Once you run the query you can add it to a dashboard as a panel. This is a really powerful tool, as you can see below where there’s a set of such Guage panels, each showing a different metric. With the dashboard set to Live Update you get really easy-to-grasp indicators that update as network traffic changes. Keep an eye on our Product Update, Knowledge Base, and blog sites for more upcoming features and enhancements around Dashboards and Bracketing.
Another new View Type feature we first announced last month was Geo HeatMaps. Initially available for queries whose group-by dimension was source or destination country or site, HeatMaps have now been extended to cover regions and cities as well. As with countries, the mapping depends on the traffic attributable to the sites within a given region or city, which means that you must first use the Admin » Sites page to enter addresses for each of your sites (see instructions for Editing a Site in our KB).
A region HeatMap shows the total network traffic, inbound plus outbound, by each region (e.g. a state in the United States) based on the addresses specified specified for sites. In Data Explorer, choose the group-by dimensions Destination Region and Destination Country, and chose Geo HeatMap from the View Type selector at upper right of the display area. When you run the query, the resulting visualization should look similar to the below. For even more information, hover over a bubble (colored circle) on the map to open a pop-up, which states the location’s latitude, longitude, and total traffic.
The city heatmap is very similar to the region heatmap, but it’s more granular because it drills down to individual cities. To get a visualization similar to the one below, add Destination City to the group-by dimensions we already had (Region and Country).
Like the other visualizations in Data Explorer, heatmaps can be turned into panels on a Dashboard so users can easily monitor traffic on a geographical basis.

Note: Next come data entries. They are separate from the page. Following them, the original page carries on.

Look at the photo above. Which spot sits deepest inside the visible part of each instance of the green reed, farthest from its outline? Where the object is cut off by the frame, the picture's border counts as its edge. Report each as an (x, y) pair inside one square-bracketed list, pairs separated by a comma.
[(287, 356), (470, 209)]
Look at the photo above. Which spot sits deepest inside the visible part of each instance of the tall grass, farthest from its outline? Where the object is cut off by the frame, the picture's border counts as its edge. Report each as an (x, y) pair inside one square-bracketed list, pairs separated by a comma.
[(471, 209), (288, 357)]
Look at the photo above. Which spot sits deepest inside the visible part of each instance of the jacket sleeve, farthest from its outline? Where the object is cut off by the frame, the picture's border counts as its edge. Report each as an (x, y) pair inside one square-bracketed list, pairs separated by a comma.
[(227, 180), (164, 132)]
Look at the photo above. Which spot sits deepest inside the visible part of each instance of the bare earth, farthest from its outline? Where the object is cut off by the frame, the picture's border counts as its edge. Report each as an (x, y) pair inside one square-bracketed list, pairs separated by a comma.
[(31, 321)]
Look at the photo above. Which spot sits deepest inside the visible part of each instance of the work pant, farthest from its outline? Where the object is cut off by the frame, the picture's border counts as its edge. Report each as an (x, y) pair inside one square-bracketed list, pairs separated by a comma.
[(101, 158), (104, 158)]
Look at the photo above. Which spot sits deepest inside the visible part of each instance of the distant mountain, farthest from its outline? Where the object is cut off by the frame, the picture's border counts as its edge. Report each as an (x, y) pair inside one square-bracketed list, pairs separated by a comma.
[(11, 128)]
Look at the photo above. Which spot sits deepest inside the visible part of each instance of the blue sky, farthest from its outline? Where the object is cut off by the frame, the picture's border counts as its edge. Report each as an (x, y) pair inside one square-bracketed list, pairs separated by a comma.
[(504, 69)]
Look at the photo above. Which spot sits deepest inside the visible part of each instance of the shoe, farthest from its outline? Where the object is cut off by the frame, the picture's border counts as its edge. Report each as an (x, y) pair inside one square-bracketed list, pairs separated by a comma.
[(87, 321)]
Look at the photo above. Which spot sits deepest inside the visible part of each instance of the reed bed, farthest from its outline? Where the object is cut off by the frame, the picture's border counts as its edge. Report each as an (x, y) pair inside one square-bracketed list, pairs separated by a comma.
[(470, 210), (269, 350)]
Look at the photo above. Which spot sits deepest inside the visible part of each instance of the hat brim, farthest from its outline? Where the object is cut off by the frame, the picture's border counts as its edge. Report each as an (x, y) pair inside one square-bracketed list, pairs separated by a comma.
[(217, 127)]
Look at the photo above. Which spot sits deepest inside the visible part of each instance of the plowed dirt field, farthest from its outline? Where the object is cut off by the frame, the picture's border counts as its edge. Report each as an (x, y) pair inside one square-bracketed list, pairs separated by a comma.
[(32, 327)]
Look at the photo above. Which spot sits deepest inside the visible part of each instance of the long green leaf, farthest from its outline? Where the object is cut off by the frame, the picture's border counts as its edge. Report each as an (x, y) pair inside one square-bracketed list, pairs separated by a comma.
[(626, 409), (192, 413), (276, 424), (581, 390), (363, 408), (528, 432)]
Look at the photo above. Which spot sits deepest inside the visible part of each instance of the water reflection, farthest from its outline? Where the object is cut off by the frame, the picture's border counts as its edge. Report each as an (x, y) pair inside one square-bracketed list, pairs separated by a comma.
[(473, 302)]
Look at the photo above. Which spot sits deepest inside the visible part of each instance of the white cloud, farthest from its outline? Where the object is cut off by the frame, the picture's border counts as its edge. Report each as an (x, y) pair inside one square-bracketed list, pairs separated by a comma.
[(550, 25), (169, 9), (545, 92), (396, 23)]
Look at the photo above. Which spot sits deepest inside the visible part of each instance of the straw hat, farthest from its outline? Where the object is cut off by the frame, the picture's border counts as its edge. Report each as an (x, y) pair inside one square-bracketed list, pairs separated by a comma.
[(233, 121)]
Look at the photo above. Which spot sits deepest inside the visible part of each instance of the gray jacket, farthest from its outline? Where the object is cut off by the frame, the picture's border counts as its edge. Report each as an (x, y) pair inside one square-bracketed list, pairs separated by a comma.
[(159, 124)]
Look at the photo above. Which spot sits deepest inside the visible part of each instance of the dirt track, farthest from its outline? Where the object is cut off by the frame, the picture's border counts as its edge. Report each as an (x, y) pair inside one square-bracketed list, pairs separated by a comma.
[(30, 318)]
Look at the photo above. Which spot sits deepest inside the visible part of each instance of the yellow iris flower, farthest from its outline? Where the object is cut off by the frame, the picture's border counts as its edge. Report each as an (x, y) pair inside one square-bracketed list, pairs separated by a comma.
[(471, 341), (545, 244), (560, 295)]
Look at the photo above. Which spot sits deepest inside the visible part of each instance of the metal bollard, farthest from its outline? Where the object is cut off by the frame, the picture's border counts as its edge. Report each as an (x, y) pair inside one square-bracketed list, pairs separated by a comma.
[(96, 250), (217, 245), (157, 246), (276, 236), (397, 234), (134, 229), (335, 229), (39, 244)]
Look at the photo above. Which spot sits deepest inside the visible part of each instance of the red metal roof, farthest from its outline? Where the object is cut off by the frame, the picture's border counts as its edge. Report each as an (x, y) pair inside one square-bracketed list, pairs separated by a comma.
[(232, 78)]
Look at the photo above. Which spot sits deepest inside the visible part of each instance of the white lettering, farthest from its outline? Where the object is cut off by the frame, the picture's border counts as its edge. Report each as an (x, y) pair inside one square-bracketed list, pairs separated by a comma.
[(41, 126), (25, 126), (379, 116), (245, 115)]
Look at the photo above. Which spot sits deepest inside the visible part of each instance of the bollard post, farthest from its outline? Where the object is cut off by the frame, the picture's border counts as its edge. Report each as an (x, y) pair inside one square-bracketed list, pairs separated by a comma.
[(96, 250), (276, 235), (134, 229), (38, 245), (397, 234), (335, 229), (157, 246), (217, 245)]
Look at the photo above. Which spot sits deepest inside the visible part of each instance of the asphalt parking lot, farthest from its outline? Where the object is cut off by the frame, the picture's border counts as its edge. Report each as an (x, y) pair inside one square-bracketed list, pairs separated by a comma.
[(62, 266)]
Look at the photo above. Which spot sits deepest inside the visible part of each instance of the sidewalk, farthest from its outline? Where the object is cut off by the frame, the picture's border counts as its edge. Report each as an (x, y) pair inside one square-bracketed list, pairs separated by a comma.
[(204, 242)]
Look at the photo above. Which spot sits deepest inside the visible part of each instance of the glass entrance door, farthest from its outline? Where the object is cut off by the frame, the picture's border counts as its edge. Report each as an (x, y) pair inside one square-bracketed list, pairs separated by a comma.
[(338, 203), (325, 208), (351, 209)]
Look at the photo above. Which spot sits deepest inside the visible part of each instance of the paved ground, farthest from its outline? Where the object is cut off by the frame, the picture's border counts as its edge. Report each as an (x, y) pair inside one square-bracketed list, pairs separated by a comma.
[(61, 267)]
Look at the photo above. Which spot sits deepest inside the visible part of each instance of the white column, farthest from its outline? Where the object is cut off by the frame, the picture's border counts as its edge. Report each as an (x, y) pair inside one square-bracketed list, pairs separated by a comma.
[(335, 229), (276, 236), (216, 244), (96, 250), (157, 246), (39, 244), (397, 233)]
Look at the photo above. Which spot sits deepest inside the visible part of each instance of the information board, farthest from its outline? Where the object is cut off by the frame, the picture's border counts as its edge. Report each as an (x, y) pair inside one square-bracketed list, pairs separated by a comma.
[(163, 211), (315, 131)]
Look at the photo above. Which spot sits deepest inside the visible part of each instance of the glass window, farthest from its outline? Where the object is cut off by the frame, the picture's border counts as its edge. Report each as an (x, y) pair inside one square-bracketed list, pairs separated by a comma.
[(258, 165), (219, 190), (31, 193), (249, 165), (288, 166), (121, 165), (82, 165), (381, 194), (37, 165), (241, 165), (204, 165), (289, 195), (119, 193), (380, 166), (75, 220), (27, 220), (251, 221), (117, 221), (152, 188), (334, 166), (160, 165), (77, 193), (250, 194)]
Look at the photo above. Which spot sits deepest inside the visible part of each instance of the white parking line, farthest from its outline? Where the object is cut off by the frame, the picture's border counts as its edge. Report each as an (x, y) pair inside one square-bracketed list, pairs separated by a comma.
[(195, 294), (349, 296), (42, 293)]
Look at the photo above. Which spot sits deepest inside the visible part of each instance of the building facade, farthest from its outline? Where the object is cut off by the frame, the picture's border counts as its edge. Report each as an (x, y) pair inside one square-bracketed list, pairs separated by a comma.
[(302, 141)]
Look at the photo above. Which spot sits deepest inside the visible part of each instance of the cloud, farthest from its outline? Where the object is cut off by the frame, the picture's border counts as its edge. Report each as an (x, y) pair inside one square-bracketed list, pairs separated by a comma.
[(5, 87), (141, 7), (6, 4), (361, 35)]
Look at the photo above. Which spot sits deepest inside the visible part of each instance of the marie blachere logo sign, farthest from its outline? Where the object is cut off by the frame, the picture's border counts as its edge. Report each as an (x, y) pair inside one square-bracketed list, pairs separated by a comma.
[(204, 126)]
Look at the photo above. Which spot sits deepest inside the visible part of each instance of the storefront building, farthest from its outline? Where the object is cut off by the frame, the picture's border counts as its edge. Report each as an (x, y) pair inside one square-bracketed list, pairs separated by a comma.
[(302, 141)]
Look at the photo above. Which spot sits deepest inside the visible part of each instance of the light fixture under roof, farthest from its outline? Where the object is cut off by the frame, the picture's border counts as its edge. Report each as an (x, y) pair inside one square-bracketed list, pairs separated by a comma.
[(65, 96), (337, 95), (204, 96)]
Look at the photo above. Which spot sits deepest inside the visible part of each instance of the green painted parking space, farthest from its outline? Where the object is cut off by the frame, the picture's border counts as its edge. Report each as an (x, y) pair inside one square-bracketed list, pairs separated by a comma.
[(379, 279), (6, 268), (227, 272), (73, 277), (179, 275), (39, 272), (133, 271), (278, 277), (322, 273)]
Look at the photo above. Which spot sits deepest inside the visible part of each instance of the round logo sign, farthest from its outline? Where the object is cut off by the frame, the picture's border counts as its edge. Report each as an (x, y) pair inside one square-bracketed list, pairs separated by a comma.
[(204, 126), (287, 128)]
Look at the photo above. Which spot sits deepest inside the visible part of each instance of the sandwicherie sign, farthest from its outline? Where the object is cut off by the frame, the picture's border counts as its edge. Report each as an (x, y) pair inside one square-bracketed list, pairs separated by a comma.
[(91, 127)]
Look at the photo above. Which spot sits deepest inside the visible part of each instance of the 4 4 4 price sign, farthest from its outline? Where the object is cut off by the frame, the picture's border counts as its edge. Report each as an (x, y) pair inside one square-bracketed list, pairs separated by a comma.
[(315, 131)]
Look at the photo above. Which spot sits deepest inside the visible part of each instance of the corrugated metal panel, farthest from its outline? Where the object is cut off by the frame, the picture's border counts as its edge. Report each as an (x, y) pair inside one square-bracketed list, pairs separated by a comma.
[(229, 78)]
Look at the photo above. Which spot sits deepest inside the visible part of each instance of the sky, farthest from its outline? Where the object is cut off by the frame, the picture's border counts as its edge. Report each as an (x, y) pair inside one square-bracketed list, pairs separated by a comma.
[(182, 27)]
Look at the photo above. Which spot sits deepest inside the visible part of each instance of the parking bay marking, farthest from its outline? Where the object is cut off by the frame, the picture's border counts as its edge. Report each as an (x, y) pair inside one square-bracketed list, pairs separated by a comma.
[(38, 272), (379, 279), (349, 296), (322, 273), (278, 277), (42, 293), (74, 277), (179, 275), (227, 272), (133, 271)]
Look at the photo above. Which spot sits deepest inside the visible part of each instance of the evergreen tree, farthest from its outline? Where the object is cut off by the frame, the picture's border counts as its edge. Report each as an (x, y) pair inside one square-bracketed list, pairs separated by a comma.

Custom Dimensions (covered in this KB article) is one of the more powerful features of Kentik Detect because it enables you to add custom columns to the traffic flow records in your Kentik database, and to populate those custom fields based on a match for a given value in the ingested flow fields. You can use those columns for any number of purposes, including overlaying business information on top of network information so you can run powerful analytics based on the two sets of data.
We recently added the ability to create ranges when defining populators that match on Port and ASN. To define a port range for a populator, first go to Admin » Custom Dimensions and click on a listed dimension to open the Edit Dimension dialog. Choose the Populators tab, then click the Add Populator button, which opens the Add Populator dialog. On the IP Matching tab, define a range in the Port field as shown below. When you add the populator a match will result from any number in the range, not just a single value.
In our November Product Update we mentioned that we have added the ability to start a manual mitigation as opposed to triggering one off an alert. We’ve now implemented this capability as an API and added it to the extensive list of REST APIs we’ve made available to programmatically manage Kentik Detect.Our KB article contains more information and be sure to check out our API tester, which will help guide you on using this new method.